Na sua qualidade de novos portadores históricos de crescimento, os serviços públicos privatizados já falharam. Os correios na bolsa, os comboios na bolsa, a medicina na bolsa ou a cultura na bolsa atrofiam-se e concentram-se numa clientela com capacidade de pagamento. A New Economy revelou-se como mera bolha financeira, enquanto o emprego e o crescimento real deste sector ficaram reduzidos ao mínimo. Resta a opção pelo emprego precário e pelo trabalho por conta própria fictício. É um absurdo: O que não funcionava numa base capitalista como sector estatal por falta de capacidade de financiamento, nem como empreendimento privado por falta de rentabilidade, deve agora funcionar através da empresa individual "Eu, S. A", cujas ofertas (da formação à ginástica terapêutica) obviamente não vão ser aproveitadas, por falta de procura com capacidade de pagamento.

Das antigas promessas de uma terciarização como sociedade de formação, acompanhamento e lazer não ficou nada. Descaradamente, o discurso político e mediático agora aposta como última opção numa existência em grande escala de empregados domésticos pessoais baratos, como no capitalismo primitivo. Criadas, motoristas, criados do quarto, governantas, criados de casa, porteiros — ao nível hightech do século XXI. Como serviços comerciais de empresas de miséria, porém, também eles fracassam por falta de procura. Além de que não resulta desse tipo de serviços nenhuma acumulação capitalista.

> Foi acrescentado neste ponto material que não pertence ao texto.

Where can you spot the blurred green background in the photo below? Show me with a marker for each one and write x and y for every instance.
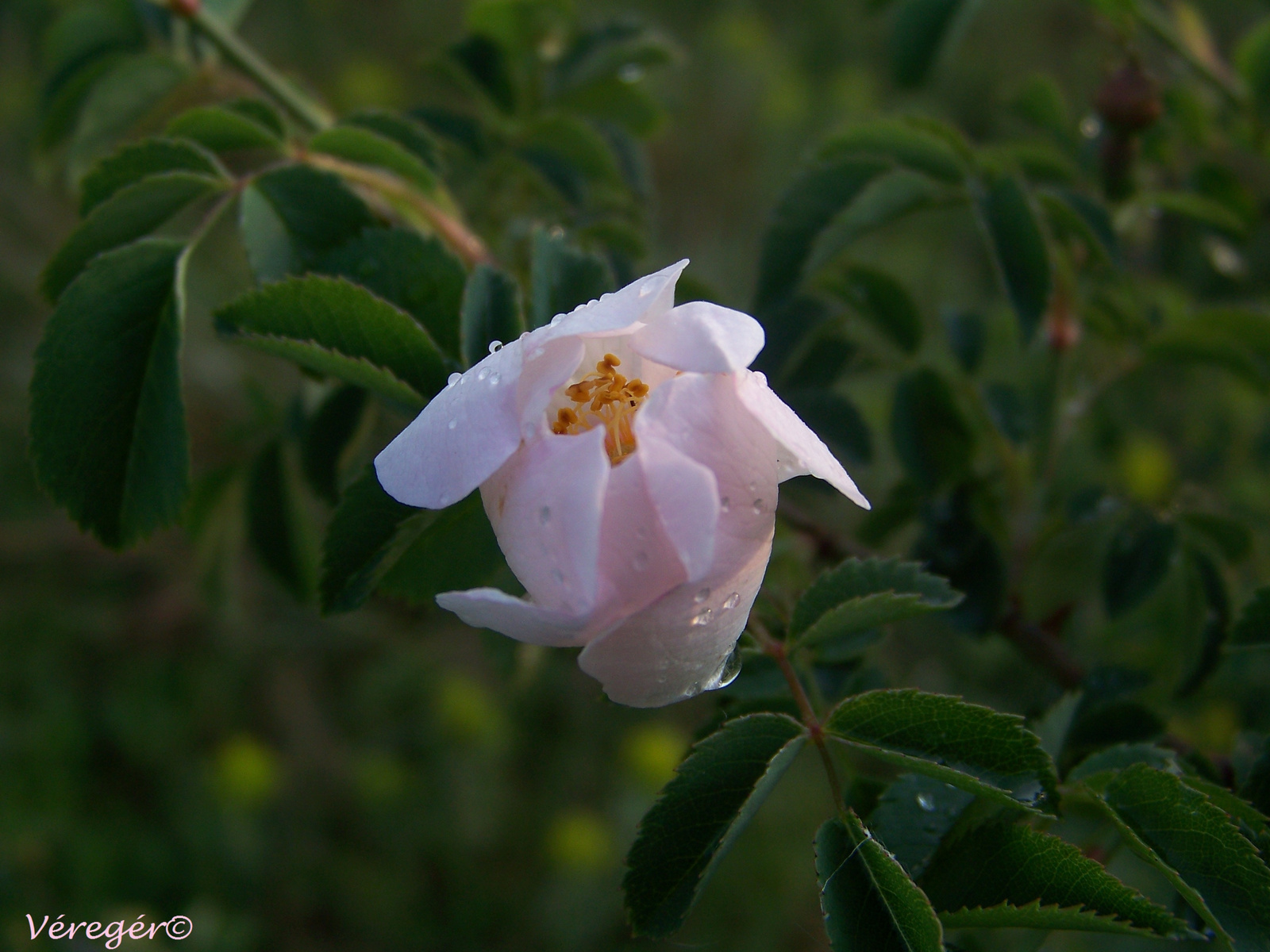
(391, 778)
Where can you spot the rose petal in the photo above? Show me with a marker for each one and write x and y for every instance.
(516, 617)
(702, 338)
(679, 645)
(685, 495)
(803, 452)
(622, 311)
(546, 505)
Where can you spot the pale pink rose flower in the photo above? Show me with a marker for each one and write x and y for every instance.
(641, 530)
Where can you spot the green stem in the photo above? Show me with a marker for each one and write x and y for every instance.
(1155, 22)
(305, 111)
(775, 651)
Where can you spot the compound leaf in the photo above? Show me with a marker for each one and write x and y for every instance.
(715, 793)
(107, 419)
(975, 748)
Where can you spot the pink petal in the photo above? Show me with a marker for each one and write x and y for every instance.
(679, 645)
(685, 495)
(802, 451)
(702, 338)
(545, 505)
(516, 617)
(639, 302)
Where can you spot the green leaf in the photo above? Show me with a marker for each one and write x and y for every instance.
(1119, 757)
(1010, 412)
(224, 130)
(967, 336)
(1195, 846)
(1231, 537)
(1137, 562)
(836, 420)
(277, 527)
(1075, 216)
(975, 748)
(1253, 630)
(416, 273)
(906, 144)
(933, 440)
(1199, 209)
(869, 903)
(884, 302)
(406, 132)
(140, 160)
(861, 594)
(1019, 248)
(368, 148)
(82, 35)
(130, 213)
(368, 533)
(914, 816)
(886, 200)
(491, 311)
(1233, 340)
(107, 420)
(118, 105)
(563, 277)
(1003, 875)
(1253, 60)
(1257, 787)
(715, 793)
(342, 330)
(298, 215)
(571, 155)
(808, 205)
(1216, 625)
(327, 435)
(455, 549)
(260, 113)
(916, 36)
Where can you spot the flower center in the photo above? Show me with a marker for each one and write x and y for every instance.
(603, 399)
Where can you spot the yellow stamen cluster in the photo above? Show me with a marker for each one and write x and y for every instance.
(603, 399)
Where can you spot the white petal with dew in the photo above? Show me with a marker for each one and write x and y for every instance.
(702, 338)
(546, 505)
(803, 452)
(516, 617)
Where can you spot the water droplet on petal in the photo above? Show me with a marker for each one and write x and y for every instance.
(728, 673)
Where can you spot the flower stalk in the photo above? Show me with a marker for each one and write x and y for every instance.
(310, 114)
(776, 651)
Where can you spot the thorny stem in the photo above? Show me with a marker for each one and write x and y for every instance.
(775, 651)
(454, 232)
(305, 111)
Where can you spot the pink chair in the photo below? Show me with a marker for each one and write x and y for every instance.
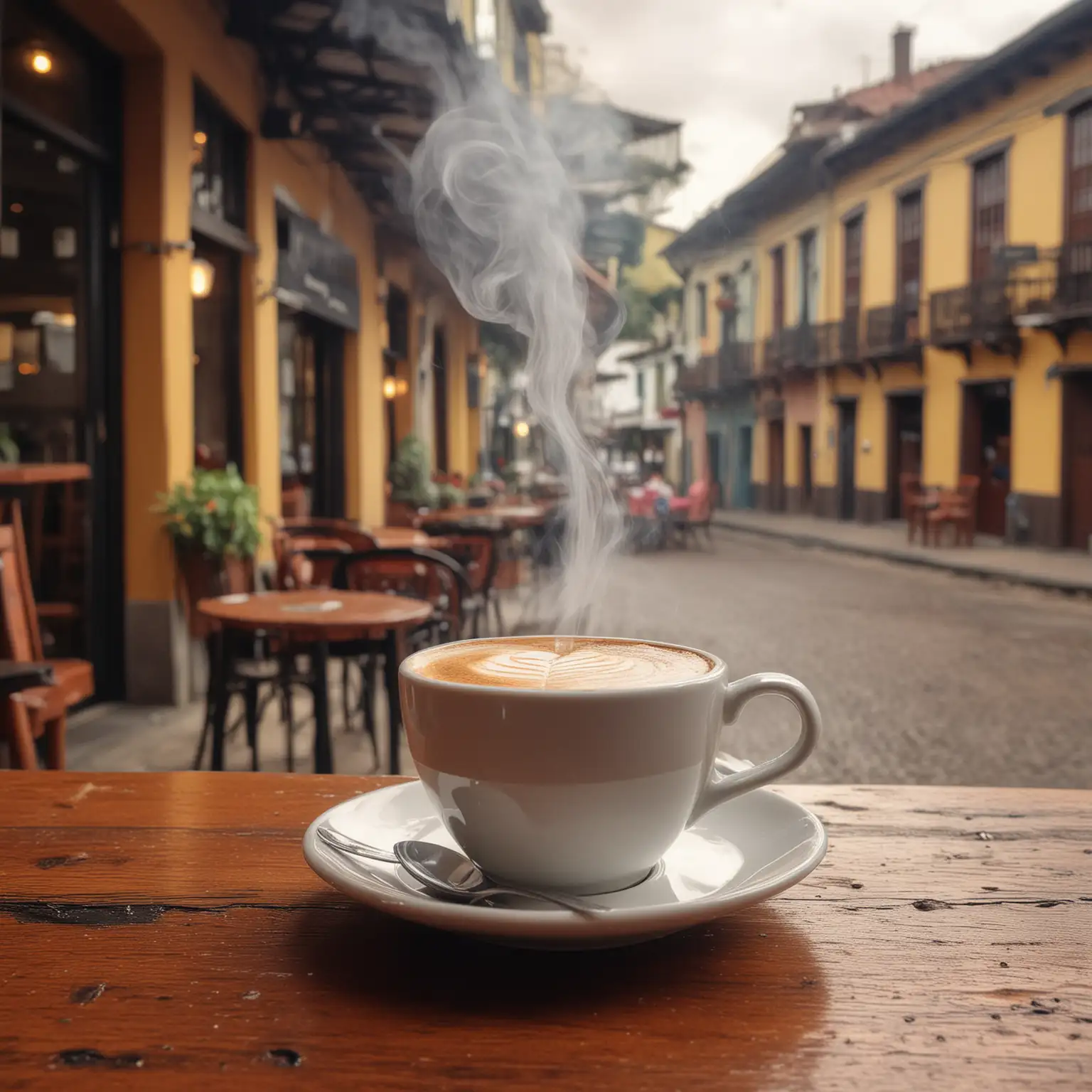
(695, 513)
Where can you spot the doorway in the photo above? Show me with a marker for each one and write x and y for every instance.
(218, 395)
(904, 446)
(743, 498)
(713, 452)
(440, 400)
(60, 369)
(847, 459)
(806, 460)
(313, 426)
(987, 449)
(776, 468)
(1077, 460)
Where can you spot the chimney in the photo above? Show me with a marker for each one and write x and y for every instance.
(901, 42)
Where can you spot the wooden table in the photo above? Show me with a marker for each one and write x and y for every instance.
(297, 617)
(407, 539)
(168, 922)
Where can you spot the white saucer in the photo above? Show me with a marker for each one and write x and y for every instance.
(741, 853)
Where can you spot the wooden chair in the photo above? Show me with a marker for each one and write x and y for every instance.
(910, 489)
(41, 710)
(957, 509)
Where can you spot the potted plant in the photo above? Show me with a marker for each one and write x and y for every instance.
(213, 521)
(407, 478)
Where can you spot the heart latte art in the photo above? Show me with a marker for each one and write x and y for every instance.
(562, 664)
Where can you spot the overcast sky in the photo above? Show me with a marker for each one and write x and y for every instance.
(732, 69)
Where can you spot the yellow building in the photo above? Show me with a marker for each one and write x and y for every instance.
(953, 336)
(201, 263)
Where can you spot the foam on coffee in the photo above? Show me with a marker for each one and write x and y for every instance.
(547, 663)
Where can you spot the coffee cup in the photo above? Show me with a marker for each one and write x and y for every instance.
(574, 764)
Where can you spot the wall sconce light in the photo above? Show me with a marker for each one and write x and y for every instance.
(40, 60)
(202, 277)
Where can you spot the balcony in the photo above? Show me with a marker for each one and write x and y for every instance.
(892, 334)
(975, 314)
(1055, 293)
(837, 344)
(732, 367)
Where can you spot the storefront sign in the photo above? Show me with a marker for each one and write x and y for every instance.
(316, 273)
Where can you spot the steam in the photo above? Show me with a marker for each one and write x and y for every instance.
(497, 215)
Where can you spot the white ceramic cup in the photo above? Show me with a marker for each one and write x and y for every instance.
(582, 791)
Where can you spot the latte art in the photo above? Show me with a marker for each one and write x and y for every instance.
(562, 664)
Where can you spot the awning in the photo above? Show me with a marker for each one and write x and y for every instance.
(340, 89)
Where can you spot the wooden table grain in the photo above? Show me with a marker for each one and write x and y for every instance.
(167, 923)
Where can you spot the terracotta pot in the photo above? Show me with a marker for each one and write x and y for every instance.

O erro da teoria do desenvolvimento dos três sectores era não ter uma noção histórica. Pois este desenvolvimento não se realizou dentro das estruturas capitalistas. A sociedade agrícola pré-moderna não se baseava na utilização de capital monetário. O modo de produção capitalista nasceu apenas na transição, marcada por crises, para a sociedade industrial. Do mesmo modo a ruptura estrutural entre a sociedade industrial e a sociedade dos serviços exige agora o fim da forma capitalista e o nascimento de uma ordem nova, diferente. Não querer perceber isto será chamado a tolice fundamental do século XXI.